The use of immunosuppressants may reduce the body's immune response to this product.
If you are currently or have recently used any other vaccines or drugs, in order to avoid possible drug interactions, it is recommended to consult a professional physician before inoculating this product.
【Clinical Trials】
In a randomized, blinded, positive-controlled Phase III pivotal registration clinical trial completed in China, a total of 3,000 subjects aged 3 and above were enrolled, 800 subjects aged ≥65 years old, and 700 subjects aged 18-64 years old , 700 people in the 9-17-year-old group, and 800 people in the 3-8-year-old group.

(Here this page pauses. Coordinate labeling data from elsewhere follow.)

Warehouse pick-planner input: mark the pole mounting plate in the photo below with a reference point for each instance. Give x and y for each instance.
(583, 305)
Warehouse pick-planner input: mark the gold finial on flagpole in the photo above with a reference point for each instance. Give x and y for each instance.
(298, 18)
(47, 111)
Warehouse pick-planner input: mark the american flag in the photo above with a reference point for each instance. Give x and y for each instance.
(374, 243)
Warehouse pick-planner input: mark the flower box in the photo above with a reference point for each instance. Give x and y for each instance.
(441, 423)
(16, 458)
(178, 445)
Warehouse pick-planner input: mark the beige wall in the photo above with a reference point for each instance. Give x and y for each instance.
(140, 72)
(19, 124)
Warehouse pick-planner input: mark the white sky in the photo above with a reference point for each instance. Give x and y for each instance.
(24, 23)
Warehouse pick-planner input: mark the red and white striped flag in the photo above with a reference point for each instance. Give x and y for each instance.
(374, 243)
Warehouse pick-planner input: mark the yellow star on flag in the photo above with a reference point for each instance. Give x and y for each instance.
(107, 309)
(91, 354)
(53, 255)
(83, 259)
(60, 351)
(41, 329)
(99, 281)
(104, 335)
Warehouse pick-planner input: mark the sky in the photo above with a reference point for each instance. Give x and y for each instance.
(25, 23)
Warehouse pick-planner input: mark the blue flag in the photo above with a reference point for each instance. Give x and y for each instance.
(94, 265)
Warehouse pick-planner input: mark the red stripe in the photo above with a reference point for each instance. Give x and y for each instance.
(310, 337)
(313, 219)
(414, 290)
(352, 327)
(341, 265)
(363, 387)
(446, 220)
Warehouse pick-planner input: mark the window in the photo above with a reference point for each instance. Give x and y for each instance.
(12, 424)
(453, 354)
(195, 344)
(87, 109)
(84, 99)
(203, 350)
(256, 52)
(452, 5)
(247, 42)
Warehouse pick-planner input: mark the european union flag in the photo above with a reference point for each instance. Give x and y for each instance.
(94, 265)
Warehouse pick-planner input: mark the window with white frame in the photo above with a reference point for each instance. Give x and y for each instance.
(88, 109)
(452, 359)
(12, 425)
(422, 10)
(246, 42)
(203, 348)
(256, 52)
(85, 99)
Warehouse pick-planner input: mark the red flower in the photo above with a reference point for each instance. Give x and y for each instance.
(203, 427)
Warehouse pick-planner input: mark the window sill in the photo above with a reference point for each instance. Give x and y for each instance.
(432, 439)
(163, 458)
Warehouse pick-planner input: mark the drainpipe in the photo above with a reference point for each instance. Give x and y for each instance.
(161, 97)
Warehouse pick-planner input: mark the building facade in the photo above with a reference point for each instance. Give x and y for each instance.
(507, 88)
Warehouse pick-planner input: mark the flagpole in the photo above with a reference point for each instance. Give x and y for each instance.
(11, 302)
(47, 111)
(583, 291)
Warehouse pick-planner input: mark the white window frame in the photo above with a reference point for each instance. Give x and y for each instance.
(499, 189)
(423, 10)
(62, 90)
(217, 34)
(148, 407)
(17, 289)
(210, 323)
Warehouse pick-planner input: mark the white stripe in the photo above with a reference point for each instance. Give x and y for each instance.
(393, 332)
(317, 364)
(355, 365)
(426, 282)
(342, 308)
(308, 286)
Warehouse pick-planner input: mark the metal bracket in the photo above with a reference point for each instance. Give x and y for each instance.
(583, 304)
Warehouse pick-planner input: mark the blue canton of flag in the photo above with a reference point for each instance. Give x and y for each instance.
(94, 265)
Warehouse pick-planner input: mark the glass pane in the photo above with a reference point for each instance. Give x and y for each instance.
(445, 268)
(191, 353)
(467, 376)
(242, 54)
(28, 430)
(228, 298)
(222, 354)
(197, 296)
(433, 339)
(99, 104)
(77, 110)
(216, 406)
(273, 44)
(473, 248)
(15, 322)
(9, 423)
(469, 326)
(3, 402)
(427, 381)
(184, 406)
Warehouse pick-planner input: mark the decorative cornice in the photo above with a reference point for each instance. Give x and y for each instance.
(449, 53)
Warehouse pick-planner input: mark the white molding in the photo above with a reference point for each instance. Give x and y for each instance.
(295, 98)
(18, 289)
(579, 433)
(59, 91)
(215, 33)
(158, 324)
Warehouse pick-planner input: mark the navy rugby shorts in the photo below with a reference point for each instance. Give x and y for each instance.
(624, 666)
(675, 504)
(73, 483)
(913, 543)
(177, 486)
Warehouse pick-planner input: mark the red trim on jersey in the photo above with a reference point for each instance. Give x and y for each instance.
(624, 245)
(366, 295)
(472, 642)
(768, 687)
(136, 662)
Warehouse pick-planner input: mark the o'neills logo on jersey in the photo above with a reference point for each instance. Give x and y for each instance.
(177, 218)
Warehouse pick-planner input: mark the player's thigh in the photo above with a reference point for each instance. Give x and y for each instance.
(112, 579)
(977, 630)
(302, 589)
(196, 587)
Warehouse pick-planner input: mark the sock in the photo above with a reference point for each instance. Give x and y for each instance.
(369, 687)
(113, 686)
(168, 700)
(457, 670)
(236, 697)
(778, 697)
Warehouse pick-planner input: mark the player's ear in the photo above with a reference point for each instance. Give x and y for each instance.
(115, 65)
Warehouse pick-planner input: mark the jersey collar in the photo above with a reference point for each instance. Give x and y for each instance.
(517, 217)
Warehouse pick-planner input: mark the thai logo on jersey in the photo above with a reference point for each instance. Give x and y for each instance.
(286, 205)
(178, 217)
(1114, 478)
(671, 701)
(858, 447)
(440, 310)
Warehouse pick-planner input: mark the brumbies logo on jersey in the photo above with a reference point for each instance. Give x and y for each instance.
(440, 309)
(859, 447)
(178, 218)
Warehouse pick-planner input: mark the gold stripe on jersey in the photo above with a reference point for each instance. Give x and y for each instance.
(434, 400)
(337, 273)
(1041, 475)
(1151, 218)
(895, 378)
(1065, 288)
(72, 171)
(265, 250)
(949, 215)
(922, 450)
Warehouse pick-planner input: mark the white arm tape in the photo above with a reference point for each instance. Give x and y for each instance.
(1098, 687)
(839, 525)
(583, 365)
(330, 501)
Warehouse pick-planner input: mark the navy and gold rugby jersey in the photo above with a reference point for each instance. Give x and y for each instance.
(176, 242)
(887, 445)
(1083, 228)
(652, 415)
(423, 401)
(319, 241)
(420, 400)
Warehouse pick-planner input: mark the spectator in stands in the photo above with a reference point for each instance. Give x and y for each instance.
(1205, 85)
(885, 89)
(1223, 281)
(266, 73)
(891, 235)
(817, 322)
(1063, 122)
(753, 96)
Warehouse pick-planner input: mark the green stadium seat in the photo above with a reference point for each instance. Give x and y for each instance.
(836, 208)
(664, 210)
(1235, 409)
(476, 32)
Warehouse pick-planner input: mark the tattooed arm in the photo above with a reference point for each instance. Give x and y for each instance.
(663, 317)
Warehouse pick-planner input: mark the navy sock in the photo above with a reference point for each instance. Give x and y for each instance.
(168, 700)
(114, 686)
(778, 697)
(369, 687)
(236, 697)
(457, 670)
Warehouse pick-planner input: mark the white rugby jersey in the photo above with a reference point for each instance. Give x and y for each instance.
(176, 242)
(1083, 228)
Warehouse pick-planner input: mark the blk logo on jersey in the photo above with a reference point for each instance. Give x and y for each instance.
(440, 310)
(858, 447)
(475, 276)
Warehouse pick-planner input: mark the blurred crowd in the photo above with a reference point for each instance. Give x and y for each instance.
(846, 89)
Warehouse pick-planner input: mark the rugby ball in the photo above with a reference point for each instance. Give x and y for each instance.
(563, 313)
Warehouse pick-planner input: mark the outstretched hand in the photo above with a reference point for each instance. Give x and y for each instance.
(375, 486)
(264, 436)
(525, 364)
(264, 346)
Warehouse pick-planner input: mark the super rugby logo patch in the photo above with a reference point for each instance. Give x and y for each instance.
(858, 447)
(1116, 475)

The subjects in each age group were randomly inoculated with 1 dose of this product or the quadrivalent influenza virus split vaccine at a ratio of 1:1. Blood samples were collected before and 28 days after immunization, and the titer of influenza virus HI antibody in the subject's serum was detected by the micro-hemagglutination inhibition test method.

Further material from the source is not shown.